Deferred shading on embedded device

I am thinking of implementing deferred shading on mobile platform. But not sure whether there will be performance gain with this technique because of memory bandwidth. I have different types of light sources, meshes with material properties and I will have to store all the material properties in textures. Is there any optimization I can use here, to save the memory ? As I will have to store the normals, texture data, specular, diffuse, ambient, reflection, opacity of the material for each pixel. If I store all this data, it will be taking large amount of memory. Is there anything I can do here?
Ultimate question, is it good idea to use deferred shading here or I should just go with normal rendering?

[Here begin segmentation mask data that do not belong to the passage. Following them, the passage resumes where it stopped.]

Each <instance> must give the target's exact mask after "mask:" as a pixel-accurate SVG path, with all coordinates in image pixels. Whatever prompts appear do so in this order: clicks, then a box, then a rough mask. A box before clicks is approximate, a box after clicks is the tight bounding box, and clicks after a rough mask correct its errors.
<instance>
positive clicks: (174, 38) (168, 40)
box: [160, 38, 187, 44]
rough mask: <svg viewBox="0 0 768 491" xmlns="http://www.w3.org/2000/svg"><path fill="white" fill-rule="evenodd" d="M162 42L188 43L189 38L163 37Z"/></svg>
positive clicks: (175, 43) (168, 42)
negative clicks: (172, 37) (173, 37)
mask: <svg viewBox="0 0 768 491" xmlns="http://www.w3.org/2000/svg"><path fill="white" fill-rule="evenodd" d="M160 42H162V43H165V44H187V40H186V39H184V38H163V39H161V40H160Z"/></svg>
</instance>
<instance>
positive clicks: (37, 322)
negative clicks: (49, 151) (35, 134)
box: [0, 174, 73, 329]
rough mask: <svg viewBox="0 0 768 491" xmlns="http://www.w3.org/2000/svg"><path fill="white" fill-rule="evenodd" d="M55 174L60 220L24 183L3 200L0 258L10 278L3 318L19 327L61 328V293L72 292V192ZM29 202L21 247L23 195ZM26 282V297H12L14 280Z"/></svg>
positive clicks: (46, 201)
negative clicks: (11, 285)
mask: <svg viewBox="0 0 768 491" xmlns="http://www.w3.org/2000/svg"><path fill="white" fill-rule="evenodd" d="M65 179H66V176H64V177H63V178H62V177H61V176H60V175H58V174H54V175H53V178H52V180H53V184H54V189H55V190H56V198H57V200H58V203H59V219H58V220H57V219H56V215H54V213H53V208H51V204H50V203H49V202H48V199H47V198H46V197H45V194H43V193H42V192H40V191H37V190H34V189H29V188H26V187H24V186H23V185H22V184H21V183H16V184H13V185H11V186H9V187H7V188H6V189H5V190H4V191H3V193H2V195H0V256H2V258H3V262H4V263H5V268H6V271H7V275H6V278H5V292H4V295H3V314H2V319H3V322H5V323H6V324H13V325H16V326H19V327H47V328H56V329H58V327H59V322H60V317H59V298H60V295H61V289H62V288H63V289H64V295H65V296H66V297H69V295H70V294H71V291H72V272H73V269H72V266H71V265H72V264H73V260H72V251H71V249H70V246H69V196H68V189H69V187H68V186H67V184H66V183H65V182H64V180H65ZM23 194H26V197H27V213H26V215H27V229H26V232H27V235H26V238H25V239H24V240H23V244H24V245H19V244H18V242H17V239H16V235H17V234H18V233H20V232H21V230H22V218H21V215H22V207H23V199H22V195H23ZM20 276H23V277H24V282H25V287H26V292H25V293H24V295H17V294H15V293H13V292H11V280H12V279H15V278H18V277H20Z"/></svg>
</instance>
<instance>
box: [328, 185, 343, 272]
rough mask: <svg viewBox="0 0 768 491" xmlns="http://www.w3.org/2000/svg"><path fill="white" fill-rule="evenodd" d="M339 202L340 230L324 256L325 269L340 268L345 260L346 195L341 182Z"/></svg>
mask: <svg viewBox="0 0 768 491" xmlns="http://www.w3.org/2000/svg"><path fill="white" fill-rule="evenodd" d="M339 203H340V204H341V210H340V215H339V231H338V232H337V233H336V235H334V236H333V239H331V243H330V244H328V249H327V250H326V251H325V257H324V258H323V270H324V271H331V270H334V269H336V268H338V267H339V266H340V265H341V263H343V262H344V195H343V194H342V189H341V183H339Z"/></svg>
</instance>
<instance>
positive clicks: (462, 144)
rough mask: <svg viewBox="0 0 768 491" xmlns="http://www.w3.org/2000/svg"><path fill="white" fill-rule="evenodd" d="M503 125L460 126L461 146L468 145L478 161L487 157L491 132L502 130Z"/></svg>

[QUOTE=debonair;1280529]I am thinking of implementing deferred shading on mobile platform. But not sure whether there will be performance gain with this technique because of memory bandwidth.

I have different types of light sources, meshes with material properties and I will have to store all the material properties in textures. Is there any optimization I can use here, to save the memory ?

As I will have to store the normals, texture data, specular, diffuse, ambient, reflection, opacity of the material for each pixel. If I store all this data, it will be taking large amount of memory. Is there anything I can do here?

Ultimate question, is it good idea to use deferred shading here or I should just go with normal rendering?[/QUOTE]

Are you using a tile-based rendering GPU (PowerVR, Mali, or Adreno)? If so, possibly.

You’re wise to get to the bottom of this first. On desktop GPUs (sort-last architecture), deferred shading can demand a lot of GPU memory and memory bandwidth (because fragment data is repeatedly written to/read from GPU memory as the frame is rasterized). On tile-based GPUs (sort-middle), it doesn’t have to (because frequently you can keep all of these writes/reads in fast on-chip framebuffer tile cache). But you need to make sure your mobile GPU supports that first.

What you’re looking for is support for tile-based on-chip MRT support in your GPU. That is when the GPU is rendering your screen tiles, you want to be able to rasterize to multiple render targets (MRTs) and then read from those MRTs to generate a final image, all without the GPU ever writing those MRTs to GPU memory (which is often just standard CPU DRAM).

For a concept primer (and details for ARM Mali GPUs), see:

Some Imagination Tech PowerVR GPUs support on-chip MRT as well, but in a different way. IIRC with PowerVR, you don’t need to use EXT_shader_pixel_local_storage to utilize the on-chip MRTs. You can just set up an FBO to render MRT as usual, render your G-Buffer into them, and then instead of doing the usual “rebind G-Buffer textures as input to shaders” thing for your lighting pass, you use EXT_shader_framebuffer_fetch in your lighting shader to read in the last-written MRT values for the G-buffer attachments to apply lighting without any FBO reconfig. Then before the end of your render pass, just Invalidate/DiscardFramebuffer your G-Buffer MRT attachments so that they never get written out to GPU memory. Result: Only your final framebuffer gets written to GPU memory. And if you clear your framebuffer at the beginning of the frame, it never gets read from GPU memory in the beginning.

Both of these approaches give you pretty efficient use of GPU memory bandwidth. The downside to the latter is that you need to allocate GPU memory to back your G-buffer attachments, but that memory is never actually used except as a placeholder. There may be a trick to avoid that that I’m not aware of.

For Qualcomm Adreno GPUs, you’re on your own. Don’t know much about these yet. Keep in mind that some of these can run in “desktop” (sort-last) or “tile-based” (sort-middle) mode. My guess is you’re going to want to run tile-based.

For GPU and GPU driver-related details, check with the GPU vendor.

I was thinking on this algorithm, let me know your thoughts on it:

  1. Render with 2 passes. First pass will be depth pass without any lighting or color calculations, it will write the depth buffer. Disable color write in this pass.
  2. in second pass, render all the objects with color writes and all lighting calculations in shader but include “layout(early_fragment_tests)” in shader to force ealry z test. this will prevent execution of FS for unwanted pixels.
    This will save memory used for MRTs may be 5-6 textures.

Ok, so you’re basically saying forgo deferred rendering and instead do a Z prepass followed by a forward shading lighting pass.

You could. Do you really have that much overdraw? Are you fragment shading bound currently? If so, it “might” help, but it depends on your system. In my experience, GL renderers are more commonly CPU bound or vertex bound. If that is your case as well, submitting and transforming your geometry twice is not going to help. I would check that first.

Also, keep in mind that on PowerVR GPUs, the hardware effectively does this “Z prepass” for you without you having to submit in two passes. Basically it can determine per-pixel Z first based on all submitted fragments, and then only shade the closest fragment (if opaque). Just submit your geometry in this order to get the benefit: opaque, alpha-test, alpha-blend.